緑や金色などの様々な色の髪がこの風呂の中にはあるのだがやっぱり日本人らしいこの黒髪が一番好きかもしれない。
「せっかく綺麗な黒髪なんだから丁寧に手入れしなさい。」
私の言葉に少し照れながらも満更じゃない顔でルナは笑う。
「相変わらず口が達者だね~。お世辞でも照れちゃうじゃんか」
「心外ね。本音しか言ってないわよ。もちろんアカリやサキの髪だって私大好きなんだから」
髪フェチというわけではないと否定しておこう。彼も私もこの3人のことが大好きなことには偽りはない。
「あはは・・・そんな面と言われると照れちゃうね」
「まったくだ。しかもこいつ真顔で言いやがるから質が悪い。」
顔を赤くしながらもアカリもサキも満更じゃない表情なのでその反応がとても嬉しく感じる。

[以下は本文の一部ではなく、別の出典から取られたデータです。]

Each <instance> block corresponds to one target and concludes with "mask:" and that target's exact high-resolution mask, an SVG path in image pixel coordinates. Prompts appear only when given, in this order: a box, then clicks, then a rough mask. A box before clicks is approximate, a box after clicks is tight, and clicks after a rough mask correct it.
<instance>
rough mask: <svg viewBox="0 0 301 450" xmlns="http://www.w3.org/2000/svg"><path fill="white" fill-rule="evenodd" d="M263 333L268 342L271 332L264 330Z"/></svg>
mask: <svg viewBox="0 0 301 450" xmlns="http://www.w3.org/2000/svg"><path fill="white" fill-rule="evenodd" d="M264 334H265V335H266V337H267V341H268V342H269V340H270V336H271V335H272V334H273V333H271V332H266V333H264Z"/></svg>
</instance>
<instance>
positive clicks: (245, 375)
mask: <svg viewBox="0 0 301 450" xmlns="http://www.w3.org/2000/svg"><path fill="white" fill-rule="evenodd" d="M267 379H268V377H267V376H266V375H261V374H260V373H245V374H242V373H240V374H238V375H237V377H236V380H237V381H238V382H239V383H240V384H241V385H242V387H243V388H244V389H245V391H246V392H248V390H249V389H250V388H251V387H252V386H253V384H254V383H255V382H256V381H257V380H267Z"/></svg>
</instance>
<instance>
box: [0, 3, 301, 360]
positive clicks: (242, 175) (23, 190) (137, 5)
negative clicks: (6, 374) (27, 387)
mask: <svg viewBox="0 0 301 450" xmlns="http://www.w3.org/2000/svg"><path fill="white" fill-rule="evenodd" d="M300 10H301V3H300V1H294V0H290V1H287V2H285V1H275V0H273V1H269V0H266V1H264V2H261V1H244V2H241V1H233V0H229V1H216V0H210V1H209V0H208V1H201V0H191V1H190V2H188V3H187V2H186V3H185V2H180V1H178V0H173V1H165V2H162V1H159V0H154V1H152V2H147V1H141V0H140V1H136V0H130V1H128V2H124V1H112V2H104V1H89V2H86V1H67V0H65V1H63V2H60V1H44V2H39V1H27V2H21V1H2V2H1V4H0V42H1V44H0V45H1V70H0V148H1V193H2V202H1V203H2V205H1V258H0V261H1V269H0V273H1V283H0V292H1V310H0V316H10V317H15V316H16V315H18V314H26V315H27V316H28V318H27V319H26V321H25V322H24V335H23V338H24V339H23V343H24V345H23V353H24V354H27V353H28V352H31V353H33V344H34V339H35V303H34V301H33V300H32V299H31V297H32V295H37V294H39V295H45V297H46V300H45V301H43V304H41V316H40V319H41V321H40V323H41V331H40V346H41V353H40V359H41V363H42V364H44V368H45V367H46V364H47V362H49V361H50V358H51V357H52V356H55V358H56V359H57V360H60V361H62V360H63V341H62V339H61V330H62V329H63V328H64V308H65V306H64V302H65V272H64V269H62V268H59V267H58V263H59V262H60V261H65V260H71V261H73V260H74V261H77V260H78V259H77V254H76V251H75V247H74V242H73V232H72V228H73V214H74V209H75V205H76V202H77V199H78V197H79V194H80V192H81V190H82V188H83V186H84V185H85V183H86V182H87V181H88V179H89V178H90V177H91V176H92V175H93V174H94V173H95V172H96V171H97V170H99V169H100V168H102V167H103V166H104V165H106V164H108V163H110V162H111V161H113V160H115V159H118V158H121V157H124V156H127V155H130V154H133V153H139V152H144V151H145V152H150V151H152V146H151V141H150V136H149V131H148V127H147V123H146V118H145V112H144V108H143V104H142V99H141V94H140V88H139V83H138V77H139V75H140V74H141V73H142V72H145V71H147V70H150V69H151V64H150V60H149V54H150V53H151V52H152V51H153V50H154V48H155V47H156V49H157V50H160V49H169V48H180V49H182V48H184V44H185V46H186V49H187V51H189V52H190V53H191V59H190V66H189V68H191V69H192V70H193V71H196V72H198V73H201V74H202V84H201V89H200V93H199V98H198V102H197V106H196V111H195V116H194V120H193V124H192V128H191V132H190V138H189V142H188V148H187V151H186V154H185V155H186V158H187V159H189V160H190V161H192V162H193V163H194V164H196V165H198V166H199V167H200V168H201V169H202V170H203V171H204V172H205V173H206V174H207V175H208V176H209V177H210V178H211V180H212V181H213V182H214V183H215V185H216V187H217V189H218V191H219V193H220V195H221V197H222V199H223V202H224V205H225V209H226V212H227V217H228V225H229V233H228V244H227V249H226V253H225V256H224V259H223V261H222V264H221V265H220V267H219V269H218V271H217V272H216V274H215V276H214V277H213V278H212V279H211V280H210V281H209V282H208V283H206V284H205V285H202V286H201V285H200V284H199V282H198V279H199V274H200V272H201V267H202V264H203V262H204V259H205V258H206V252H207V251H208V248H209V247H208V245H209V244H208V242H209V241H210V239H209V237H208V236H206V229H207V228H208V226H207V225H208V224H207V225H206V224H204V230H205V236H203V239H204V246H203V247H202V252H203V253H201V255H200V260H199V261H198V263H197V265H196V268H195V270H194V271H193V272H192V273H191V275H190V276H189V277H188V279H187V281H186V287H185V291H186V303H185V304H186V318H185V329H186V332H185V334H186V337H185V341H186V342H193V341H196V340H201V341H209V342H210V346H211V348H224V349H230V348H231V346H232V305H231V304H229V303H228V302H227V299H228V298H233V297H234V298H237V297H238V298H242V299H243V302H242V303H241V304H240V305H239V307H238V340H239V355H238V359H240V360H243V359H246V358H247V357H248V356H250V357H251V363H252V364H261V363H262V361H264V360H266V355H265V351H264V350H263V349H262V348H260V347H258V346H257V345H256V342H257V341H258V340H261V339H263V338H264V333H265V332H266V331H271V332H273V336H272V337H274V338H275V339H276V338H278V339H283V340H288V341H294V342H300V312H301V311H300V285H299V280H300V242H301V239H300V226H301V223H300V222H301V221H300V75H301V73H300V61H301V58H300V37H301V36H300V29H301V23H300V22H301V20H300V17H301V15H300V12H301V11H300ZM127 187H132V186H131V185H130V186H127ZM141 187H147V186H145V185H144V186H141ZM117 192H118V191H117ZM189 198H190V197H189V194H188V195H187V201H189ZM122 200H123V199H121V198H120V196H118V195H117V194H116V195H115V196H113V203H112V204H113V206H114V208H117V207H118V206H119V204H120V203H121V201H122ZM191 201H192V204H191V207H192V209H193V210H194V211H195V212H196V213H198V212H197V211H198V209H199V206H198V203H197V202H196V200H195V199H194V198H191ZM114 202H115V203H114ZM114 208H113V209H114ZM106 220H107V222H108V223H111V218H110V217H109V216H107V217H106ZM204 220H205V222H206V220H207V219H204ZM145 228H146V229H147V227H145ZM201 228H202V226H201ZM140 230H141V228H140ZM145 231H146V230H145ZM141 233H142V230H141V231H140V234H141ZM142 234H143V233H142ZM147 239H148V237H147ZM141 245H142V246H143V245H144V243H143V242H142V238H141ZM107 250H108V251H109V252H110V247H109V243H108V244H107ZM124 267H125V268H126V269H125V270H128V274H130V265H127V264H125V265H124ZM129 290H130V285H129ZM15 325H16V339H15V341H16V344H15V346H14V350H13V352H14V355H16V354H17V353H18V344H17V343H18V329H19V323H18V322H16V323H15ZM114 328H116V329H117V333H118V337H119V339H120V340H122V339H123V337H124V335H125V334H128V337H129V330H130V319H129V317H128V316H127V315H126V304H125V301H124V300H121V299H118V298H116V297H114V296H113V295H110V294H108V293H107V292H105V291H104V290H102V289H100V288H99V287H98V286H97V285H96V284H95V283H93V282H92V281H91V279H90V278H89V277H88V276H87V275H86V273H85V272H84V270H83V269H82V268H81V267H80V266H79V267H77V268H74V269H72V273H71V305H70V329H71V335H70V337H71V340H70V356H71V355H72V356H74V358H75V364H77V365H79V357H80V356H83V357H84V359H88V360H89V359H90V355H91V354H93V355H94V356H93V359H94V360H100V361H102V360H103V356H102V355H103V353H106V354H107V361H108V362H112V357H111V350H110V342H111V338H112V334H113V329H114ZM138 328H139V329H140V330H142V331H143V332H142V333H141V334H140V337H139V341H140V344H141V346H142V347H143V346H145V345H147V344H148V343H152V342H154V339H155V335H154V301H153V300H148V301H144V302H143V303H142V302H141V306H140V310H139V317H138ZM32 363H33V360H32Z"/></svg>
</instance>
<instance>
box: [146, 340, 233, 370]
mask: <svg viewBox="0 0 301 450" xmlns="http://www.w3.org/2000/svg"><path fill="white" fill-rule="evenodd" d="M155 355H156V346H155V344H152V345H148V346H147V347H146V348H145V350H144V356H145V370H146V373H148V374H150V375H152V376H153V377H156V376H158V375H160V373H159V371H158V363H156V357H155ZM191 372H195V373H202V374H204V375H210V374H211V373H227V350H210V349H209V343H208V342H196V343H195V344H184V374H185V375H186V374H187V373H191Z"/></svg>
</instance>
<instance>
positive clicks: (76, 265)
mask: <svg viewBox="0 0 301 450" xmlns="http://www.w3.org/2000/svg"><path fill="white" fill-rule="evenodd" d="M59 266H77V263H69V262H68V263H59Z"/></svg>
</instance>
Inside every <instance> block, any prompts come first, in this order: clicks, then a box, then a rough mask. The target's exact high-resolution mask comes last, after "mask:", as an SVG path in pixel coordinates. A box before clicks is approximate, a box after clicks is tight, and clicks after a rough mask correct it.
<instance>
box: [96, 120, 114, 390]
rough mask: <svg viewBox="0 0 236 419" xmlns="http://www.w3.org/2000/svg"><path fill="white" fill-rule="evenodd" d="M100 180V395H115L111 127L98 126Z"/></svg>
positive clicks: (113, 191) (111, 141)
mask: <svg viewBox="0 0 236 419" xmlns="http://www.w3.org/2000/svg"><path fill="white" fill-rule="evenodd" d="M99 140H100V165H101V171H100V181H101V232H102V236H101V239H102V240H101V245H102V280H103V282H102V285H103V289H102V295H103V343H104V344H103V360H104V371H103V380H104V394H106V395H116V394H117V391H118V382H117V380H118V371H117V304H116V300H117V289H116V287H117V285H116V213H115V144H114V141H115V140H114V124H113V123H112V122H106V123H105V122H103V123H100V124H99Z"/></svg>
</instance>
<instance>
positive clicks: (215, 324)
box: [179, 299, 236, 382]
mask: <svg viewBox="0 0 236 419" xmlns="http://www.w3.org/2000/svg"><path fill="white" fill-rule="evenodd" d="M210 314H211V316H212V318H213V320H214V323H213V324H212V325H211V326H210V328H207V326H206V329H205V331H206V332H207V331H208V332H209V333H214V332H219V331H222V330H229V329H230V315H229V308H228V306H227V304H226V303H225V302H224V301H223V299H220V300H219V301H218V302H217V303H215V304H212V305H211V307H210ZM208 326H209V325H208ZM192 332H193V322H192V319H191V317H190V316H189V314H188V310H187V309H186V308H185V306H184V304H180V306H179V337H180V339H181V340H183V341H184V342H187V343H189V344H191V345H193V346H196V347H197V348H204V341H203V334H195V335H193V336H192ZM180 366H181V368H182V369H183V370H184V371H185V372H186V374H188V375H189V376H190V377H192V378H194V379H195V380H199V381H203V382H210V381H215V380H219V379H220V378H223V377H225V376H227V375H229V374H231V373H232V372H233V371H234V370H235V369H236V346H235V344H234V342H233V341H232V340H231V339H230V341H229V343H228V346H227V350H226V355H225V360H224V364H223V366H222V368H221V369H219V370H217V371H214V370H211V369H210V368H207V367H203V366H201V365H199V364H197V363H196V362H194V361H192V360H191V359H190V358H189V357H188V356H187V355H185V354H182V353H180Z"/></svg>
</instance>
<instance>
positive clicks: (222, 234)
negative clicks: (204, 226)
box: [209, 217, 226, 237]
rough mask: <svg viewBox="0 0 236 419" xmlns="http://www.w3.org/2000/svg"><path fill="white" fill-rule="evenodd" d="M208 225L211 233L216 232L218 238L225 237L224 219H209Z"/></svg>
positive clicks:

肩をすくめながらルナの髪の手入れを終えてゆっくりとお湯をかけていく。
「はい終わったわよ。なんなら3人ともお体を洗いましょうか?」
くすくすと笑いながら3人に問いかけるが残念ながら3人とも同じ動きで激しく首を横に振る。
「残念。そんなに否定されたら悲しいわ」しくしくと泣き真似までするが残念ながら受け入れてはくれないらしい。
「ダメだダメだ!だまされねーからな!」
「あうう・・・流石にそれは勘弁してほしいよ」
「ゆーちゃんのえっち!はれんち!女たらし!!!」
そんなに警戒しないでほしい。流石に((彼))の手前そんなことは"まだ"するつもりはない。
「仕方ないわね。なら次に期待するとしましょうか」
そう、焦る必要はない。時間は私の味方なのだから。
緩んでしまう頬を頑張って正しながら今は私の体を自分の手で洗いだした。
彼女の性格は両親の性質を強化した感じで反映されています。
つまりは彼女の両親は学生時代こんな感じで人たらしだったとも言えます。